In December 2003, I was diagnosed with stage IIB breast cancer. As with everything else in my life, I tackled the diagnosis by learning as much as possible. My treatment consisted of six months of chemotherapy, a lumpectomy and six weeks of daily radiation. I was fortunate enough to be able to continue to work as a self-employed attorney, throughout my treatment.
As survivors, we all hear about lymphedema, a side effect of lymph node dissection and removal during surgery. I was determined to learn as much as possible about lymphedema and was sent to lympedema therapy. On my very first visit, I was given a two-page list of “do nots,” like: no excessive heat (Hello??? I live in Texas), lift no more than two pounds, no flying, no diving, no sun, and basically, don’t use that arm. I had already broken most of the rules. The therapist was aghast. She also told me that I’d never regain full range of motion on the affected side, so I started swimming only the backstroke, determined to prove them wrong. During a check-up, my breast surgeon listened to me whine about all the things I wasn’t supposed to do and said, “Frances, don’t let them handicap you.” This was all I needed to hear and there has been no turning back. I swim, scuba dive, paddle, travel and pretty much do whatever interests me. I actually completed my first half-marathon earlier this year. My goal was to finish “upright” and that I accomplished!

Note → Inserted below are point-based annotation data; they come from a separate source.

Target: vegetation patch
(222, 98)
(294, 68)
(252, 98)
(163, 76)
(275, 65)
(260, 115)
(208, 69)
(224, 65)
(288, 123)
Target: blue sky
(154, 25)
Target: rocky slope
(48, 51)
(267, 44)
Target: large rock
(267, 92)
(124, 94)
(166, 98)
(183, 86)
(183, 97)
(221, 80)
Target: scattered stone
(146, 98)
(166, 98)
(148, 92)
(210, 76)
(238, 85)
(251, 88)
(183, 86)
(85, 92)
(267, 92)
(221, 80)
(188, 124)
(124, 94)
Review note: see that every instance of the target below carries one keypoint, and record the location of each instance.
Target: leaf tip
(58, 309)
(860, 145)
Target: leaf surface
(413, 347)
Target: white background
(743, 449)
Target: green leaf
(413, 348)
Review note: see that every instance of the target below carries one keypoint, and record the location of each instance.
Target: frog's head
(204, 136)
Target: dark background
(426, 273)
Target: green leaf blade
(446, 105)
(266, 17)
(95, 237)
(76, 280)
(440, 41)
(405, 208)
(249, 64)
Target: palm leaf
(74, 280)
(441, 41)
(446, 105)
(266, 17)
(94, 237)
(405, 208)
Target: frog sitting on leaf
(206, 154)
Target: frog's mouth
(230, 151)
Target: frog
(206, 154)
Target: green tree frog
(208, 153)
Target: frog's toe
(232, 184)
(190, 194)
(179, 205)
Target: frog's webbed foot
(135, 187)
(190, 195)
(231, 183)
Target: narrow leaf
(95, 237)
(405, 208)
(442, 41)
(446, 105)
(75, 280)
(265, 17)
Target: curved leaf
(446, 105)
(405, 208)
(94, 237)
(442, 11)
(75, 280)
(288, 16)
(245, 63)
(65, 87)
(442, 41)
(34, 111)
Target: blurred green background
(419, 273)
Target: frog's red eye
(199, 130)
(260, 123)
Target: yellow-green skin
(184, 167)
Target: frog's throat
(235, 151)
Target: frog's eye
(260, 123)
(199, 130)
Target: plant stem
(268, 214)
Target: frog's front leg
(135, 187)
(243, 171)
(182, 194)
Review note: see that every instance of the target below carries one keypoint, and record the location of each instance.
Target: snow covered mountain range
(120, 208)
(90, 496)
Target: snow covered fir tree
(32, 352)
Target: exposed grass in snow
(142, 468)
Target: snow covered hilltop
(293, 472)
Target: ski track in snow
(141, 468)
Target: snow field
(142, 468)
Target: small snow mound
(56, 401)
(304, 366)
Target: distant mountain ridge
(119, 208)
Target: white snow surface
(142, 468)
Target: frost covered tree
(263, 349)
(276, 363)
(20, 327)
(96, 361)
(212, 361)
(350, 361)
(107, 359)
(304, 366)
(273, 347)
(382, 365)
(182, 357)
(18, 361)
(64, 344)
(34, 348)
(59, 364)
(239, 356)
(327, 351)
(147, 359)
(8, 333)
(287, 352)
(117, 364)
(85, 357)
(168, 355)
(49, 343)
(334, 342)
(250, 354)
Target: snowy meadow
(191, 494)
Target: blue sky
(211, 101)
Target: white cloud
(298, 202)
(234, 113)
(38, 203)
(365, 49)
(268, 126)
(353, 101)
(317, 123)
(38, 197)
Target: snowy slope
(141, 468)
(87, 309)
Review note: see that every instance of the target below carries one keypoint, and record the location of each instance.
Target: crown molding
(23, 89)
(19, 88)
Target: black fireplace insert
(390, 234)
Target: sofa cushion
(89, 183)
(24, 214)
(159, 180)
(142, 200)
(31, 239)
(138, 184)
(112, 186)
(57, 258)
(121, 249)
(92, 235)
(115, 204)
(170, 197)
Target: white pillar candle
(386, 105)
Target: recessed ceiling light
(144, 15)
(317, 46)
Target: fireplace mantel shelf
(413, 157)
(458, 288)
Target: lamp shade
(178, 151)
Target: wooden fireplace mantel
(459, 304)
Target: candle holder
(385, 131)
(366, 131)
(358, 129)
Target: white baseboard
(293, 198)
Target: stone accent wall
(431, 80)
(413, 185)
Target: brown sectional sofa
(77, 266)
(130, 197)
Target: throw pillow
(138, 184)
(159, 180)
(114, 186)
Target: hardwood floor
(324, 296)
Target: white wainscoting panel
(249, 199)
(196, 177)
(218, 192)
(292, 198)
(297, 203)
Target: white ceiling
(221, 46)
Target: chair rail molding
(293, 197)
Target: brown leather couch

As I reflect on my cancer experience, so many clichés come to mind — every cloud has a silver lining — life is short, so live it — it ain’t over until the fat lady sings — etc., etc. I have discovered that they are all true! Although breast cancer does not rank as the worse experience of my life — my parents’ deaths holds that ranking — it was no walk in the park either. But, so many wonderful blessings have flowed. But for breast cancer, I would not have met so many wonderful people, who I now count among my dearest friends.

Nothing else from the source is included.